Getting error on startup, but not always

stefandesu commented 4 years ago

I'm getting the following error most of the times when I try to start this up:

ssp    | [cont-init.d] 99-container: executing...
ssp    | **********************************************************************************************************************                                                         
ssp    | **********************************************************************************************************************                                                         
ssp    | ****                                                                                                              ****                                                         
ssp    | ****       ERROR - All scripts have not initialized properly - All services are now halted                        ****                                                         
ssp    | ****             - Please enter the container find out why the missing *-init state file hasn't been written      ****                                                         
ssp    | ****                                                                                                              ****                                                         
ssp    | **********************************************************************************************************************                                                         
ssp    | **********************************************************************************************************************

But when this error does not come up, SSP works fine.
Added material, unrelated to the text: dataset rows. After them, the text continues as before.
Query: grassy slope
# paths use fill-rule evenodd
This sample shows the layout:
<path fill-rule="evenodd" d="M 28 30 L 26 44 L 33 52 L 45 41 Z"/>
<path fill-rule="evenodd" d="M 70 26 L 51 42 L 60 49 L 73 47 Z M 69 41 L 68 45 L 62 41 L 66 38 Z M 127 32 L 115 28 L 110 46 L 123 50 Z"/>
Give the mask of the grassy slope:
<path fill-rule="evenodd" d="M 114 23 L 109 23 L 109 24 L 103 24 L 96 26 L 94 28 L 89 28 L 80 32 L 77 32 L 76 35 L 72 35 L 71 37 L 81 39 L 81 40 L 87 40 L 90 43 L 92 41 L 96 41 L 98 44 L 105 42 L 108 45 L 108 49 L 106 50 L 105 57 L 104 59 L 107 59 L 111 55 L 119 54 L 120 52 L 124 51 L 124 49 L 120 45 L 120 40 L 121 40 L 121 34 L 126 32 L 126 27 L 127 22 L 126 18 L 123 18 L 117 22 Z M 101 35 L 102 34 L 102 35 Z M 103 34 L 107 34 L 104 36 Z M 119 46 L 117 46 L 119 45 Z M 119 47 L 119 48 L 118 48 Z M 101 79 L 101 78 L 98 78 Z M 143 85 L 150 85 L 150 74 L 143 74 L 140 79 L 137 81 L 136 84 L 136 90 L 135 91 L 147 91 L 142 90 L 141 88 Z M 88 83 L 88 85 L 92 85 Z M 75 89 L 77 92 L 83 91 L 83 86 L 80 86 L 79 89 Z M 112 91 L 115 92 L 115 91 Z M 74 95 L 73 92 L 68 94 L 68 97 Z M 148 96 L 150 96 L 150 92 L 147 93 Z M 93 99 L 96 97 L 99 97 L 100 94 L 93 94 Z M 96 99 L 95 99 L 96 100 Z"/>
Here's my docker-compose file:

version: "3"
services:
  ssp:
    image: tiredofit/self-service-password:latest
    container_name: ssp
    labels:
      - traefik.enable=true
      - traefik.frontend.rule=Host:ssp.${DOMAIN}
    volumes:
      - ./data/ssp-data:/www/ssp
      - ./data/ssp-logs:/www/logs
    environment:
      ## LDAP
      - LDAP_SERVER=ldap://openldap
      - LDAP_STARTTLS=false
      - LDAP_BINDDN=${LDAP_ADMIN_USER}
      - LDAP_BINDPASS=${LDAP_ADMIN_PASS}
      - LDAP_BASE_SEARCH=${LDAP_SEARCH_BASEDN}
      - LDAP_LOGIN_ATTRIBUTE=${LDAP_USERNAME_FIELD}
      - LDAP_FULLNAME_ATTRIBUTE=${LDAP_NAME_FIELD}
      ## SSP Password Settings
      - PASSWORD_HASH=CRYPT
      - PASSWORD_MIN_LENGTH=12
      - PASSWORD_NO_REUSE=true
      - PASSWORD_SHOW_POLICY=always
      - PASSWORD_SHOW_POLICY_POSITION=below
      ## SSP Other Settings
      - WHO_CAN_CHANGE_PASSWORD=user
      - QUESTIONS_ENABLED=false
      - IS_BEHIND_PROXY=true
      - SHOW_HELP=true
      - LANG=en
      - DEBUG_MODE=false
      - SECRETEKEY=${SSP_SECRETEKEY}
      - USE_RECAPTCHA=false
      - DEFAULT_ACTION=change
      - USE_TOKENS=false
    networks:
      - traefik
    restart: always
networks:
  traefik:
    external:
      name: traefik_webgateway

Can anyone help? I'd like to follow the hint "Please enter the container find out why the missing *-init state file hasn't been written" but I don't know where in the container to look. I've tried to look at log files but couldn't find anything.

Thanks!

tiredofit commented 4 years ago

Can I get the rest of that error banner? Or even better the full logs? If worried about privacy send to the email address that is listed in the Changelog..

stefandesu commented 4 years ago

Thanks for your reply, here you go. This is the output when I run docker-compose up, both a working and a non working log (both with the exact same docker-compose file and the same conditions, nothing changed between the runs as far as I know).

I also found out that this does not happen with version 4.0, but it happens with 4.1.0.

I hope that helps. If you need more verbose logs, I'd be grateful for a hint on how to get them, I'm pretty new to this whole docker thing.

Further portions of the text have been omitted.